“I’m not seeing a heartbeat..” The silence that feels like an eternity though it’s only been seconds. The back and fourth of looking at the screen and the ultrasound tech. The instant panic and fear.
I’ve been there. If you’ve been there too, I am so sorry. No matter how far along – it. is. never. easy. I had what they call a “missed miscarriage” meaning by body still thought I was pregnant and my little babe was still there. I happily walked into my first ultrasound (alone – thanks COVID) just to be heart broken. I thought everything was fine. I had no reason not to. I already had an appointment and confirmed pregnancy. I didn’t have any signs. I was crushed.
But listen – a loss does not define your value. You are worthy of becoming a mother. You were their mother. That was your baby.
It is okay to feel all the feelings for as long as you need to.
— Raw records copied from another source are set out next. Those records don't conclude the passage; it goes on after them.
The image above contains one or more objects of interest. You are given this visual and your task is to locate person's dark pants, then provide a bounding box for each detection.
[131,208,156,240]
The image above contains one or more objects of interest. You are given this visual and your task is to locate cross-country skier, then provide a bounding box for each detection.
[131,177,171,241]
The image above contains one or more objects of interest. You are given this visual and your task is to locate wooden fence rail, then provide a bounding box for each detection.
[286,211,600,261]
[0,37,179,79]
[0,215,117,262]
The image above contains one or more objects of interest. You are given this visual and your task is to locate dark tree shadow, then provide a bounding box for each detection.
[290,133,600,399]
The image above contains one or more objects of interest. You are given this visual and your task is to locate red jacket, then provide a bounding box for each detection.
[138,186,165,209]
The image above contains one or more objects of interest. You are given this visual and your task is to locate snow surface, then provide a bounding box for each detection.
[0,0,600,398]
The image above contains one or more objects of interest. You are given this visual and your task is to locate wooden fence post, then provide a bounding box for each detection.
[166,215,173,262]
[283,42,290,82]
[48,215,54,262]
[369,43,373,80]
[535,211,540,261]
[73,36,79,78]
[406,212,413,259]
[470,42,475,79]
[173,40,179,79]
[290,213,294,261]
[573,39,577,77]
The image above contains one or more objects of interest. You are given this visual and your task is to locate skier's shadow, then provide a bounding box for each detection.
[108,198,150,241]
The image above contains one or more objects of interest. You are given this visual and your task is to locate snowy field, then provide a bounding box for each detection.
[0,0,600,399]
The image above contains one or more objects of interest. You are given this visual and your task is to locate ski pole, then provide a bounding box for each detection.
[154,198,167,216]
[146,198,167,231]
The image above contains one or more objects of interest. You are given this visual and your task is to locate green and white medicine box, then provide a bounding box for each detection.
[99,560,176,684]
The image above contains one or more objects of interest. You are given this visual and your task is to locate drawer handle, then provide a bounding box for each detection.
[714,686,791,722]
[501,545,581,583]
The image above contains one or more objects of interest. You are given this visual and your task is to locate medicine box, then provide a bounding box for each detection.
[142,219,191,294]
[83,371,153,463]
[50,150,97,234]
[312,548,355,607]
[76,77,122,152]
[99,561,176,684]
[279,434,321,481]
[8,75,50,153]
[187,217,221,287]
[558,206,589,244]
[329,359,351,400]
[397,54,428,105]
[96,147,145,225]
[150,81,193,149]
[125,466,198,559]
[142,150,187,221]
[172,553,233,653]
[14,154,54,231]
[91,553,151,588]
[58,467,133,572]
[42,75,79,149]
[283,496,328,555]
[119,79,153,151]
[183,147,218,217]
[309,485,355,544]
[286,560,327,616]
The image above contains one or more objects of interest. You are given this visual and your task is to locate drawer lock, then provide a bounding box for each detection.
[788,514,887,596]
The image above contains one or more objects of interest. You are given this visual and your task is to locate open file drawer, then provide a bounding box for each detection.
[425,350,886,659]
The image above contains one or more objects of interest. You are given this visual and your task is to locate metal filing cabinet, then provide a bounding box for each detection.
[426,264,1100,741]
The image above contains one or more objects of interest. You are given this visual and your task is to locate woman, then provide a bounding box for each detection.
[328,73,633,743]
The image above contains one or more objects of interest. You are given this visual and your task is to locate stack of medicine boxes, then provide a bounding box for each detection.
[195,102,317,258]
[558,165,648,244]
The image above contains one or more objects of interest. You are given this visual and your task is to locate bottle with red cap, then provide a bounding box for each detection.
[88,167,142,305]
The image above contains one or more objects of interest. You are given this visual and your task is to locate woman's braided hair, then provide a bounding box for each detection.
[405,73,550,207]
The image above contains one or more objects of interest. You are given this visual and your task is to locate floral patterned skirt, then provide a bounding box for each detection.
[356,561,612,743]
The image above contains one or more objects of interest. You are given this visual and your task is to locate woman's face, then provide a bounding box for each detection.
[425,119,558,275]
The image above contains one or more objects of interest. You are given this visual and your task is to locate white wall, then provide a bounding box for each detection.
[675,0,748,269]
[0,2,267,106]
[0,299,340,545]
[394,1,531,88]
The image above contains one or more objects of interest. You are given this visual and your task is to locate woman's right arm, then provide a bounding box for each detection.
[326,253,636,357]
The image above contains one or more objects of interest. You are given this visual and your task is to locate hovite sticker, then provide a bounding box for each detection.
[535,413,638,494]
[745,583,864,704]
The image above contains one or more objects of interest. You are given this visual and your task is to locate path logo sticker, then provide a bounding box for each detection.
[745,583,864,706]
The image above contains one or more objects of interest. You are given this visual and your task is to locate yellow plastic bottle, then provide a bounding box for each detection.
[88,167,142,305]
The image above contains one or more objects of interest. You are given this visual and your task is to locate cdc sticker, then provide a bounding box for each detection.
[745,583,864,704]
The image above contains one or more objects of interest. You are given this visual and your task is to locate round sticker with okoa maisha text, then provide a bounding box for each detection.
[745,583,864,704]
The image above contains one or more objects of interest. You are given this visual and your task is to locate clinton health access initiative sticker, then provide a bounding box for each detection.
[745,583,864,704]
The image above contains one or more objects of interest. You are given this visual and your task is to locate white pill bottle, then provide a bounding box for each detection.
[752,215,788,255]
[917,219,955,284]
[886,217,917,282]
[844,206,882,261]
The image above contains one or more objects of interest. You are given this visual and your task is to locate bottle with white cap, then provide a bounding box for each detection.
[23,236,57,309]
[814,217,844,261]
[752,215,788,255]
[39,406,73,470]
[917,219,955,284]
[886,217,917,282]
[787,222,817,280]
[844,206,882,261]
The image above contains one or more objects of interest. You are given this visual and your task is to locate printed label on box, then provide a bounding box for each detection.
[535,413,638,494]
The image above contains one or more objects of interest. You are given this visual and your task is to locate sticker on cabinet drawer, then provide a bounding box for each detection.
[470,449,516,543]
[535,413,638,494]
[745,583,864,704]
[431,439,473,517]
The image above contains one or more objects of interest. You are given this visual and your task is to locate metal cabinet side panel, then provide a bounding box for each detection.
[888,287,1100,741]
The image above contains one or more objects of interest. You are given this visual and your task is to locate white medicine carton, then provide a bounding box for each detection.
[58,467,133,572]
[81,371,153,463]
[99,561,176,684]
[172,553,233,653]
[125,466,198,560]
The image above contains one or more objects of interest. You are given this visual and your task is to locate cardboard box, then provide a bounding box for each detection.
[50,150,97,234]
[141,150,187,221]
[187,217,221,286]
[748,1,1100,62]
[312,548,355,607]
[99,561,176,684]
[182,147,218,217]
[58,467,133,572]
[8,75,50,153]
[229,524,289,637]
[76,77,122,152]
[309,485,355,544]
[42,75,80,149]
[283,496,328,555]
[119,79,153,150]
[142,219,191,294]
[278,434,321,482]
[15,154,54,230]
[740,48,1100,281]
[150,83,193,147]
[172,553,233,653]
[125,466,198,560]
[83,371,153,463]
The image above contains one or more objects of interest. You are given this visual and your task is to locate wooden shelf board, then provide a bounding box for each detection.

There is no right way to heal. You may be tired and feel alone. You probably feel broken. It’s hard not to blame yourself sometimes. But, you didn’t do anything wrong. I know what it’s like to rack your brain on WHY this happened, HOW it happened, WHAT could have I done better? This is not your fault. You’re drained. You’re emotional. You may be laying in your bed in the dark, crying, thinking, dreaming. That’s fine. I know you have such a heavy feeling sitting on top of you. You’re not sure how you will get back to your “normal” life again. There is no rush.
Did you read that?! There is NO rush. Don’t put pressure on yourself. If you want to be alone right now – that’s okay. If you’re mad, that’s okay too. There isn’t one way to grieve. One minute you may think you’re doing alright just to turn around and break down.
Time. You need time. You need time to heal. Time to process. Time to move forward. You will get through this. Whenever you’re ready and have more energy, know that your family and friends or whoever you want to tell, will wrap you in warmth and love. You didn’t let anyone down.
Take a bath, or a long hot shower. Do some online shopping. Take some time to rest. Go hit up the drive-thru Starbucks or DD. Get a milkshake. Listen to a good song. Go for a run. Do whatever you want. Focus on yourself the best you can. Even if you have other children, it’s important to make YOU a priority right now.
It may take weeks or months, but you’re going to start feeling better. You won’t always be faking smiles.
You’re a warrior. You will rise again. On your toughest days, you will survive. You deserve goodness. It will come. You will find hope again. You will have joy again. And it will be great.